Teks : Pelatihan peningkatan kapasitas pengurus Koperasi Merah Putih.

Mediamahakam.com, KUTAI KARTANEGARA – Upaya Pemerintah Kabupaten Kutai Kartanegara (Kukar) untuk memperkuat ekonomi berbasis desa kini memasuki babak baru. Melalui penguatan Koperasi Merah Putih, pemerintah daerah mulai menggerakkan kembali 237 koperasi yang tersebar di desa dan kelurahan agar benar-benar hidup dan produktif.

Langkah awalnya ditempuh melalui pelatihan peningkatan kapasitas bagi pengurus dan pengawas koperasi yang digelar di Pendopo Odah Etam, Tenggarong, Kamis (13/11/2025). Kegiatan ini menjadi momentum untuk membangkitkan semangat kewirausahaan dari akar desa.

Asisten II Setkab Kukar, Ahyani Fadianur Diani, menilai pelatihan ini bukan sekadar agenda seremonial, melainkan bekal penting agar koperasi mampu tumbuh dan mengelola usaha secara mandiri.

“Masih banyak koperasi yang belum jalan, bahkan sebagian masih bingung mau bergerak di bidang apa. Padahal peluangnya besar, bisa dari sembako, perikanan, perkebunan, hingga kesehatan,” ujarnya.

Menurutnya, koperasi harus menyesuaikan diri dengan potensi di lapangan agar keberadaannya tidak hanya sebatas formalitas.

“Yang penting koperasi jangan stagnan. Harus bisa berputar dan memberi manfaat bagi anggotanya,” tegas Ahyani.

Sementara itu, Pelaksana Tugas (Plt) Kepala Dinas Koperasi dan Usaha Kecil Menengah Kukar, Thaufiq Zulfian Noor, menyampaikan pelatihan akan berlangsung selama tiga hari dengan peserta tahap pertama sebanyak 130 orang dari lima kecamatan.

“Materinya meliputi arah kebijakan dan prinsip koperasi, kewirausahaan, kepemimpinan, manajemen bisnis dan keuangan, hingga penyusunan proposal usaha,” katanya.

Ia menekankan pentingnya keseimbangan antara kelembagaan dan kegiatan usaha agar koperasi bisa berdaya saing.

“Kalau kelembagaannya bagus tapi usahanya tidak jalan, ya percuma. Tapi kalau usahanya jalan tanpa kelembagaan yang kuat, nanti repot dalam pertanggungjawaban,” jelasnya.

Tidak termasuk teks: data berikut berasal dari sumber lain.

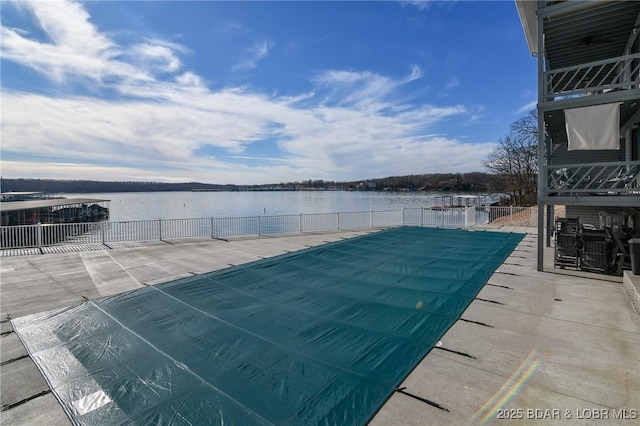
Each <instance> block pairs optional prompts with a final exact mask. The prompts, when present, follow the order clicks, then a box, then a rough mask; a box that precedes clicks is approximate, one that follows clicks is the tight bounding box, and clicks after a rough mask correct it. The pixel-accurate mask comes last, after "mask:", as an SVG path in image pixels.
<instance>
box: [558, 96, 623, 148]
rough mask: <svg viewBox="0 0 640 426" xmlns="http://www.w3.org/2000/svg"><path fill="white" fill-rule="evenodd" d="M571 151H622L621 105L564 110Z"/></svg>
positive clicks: (586, 107) (564, 114) (574, 108)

Dari total 237 koperasi yang sudah terbentuk di Kukar, baru sekitar tujuh yang aktif beroperasi. Sisanya masih dalam tahap rencana karena kemitraan dengan mitra strategis seperti Bulog, Bank Indonesia, dan Pertamina belum sepenuhnya berjalan.

“Kerja sama sudah mulai dibangun, tapi kebutuhan bahan seperti LPG, beras, dan buku masih menunggu kesiapan dari pihak mitra,” ungkap Thaufiq.

Beberapa koperasi di wilayah kelurahan telah mencoba mengembangkan usaha seperti laundry, apotek, hingga klinik. Di wilayah desa, jenis usaha lebih disesuaikan dengan potensi lokal yang ada.

“Kendalanya berbeda-beda tiap wilayah, jadi pendekatannya juga tidak bisa disamakan. Tapi kami terus dampingi agar koperasi desa ini bisa benar-benar hidup dan mandiri,” tutup Thaufiq.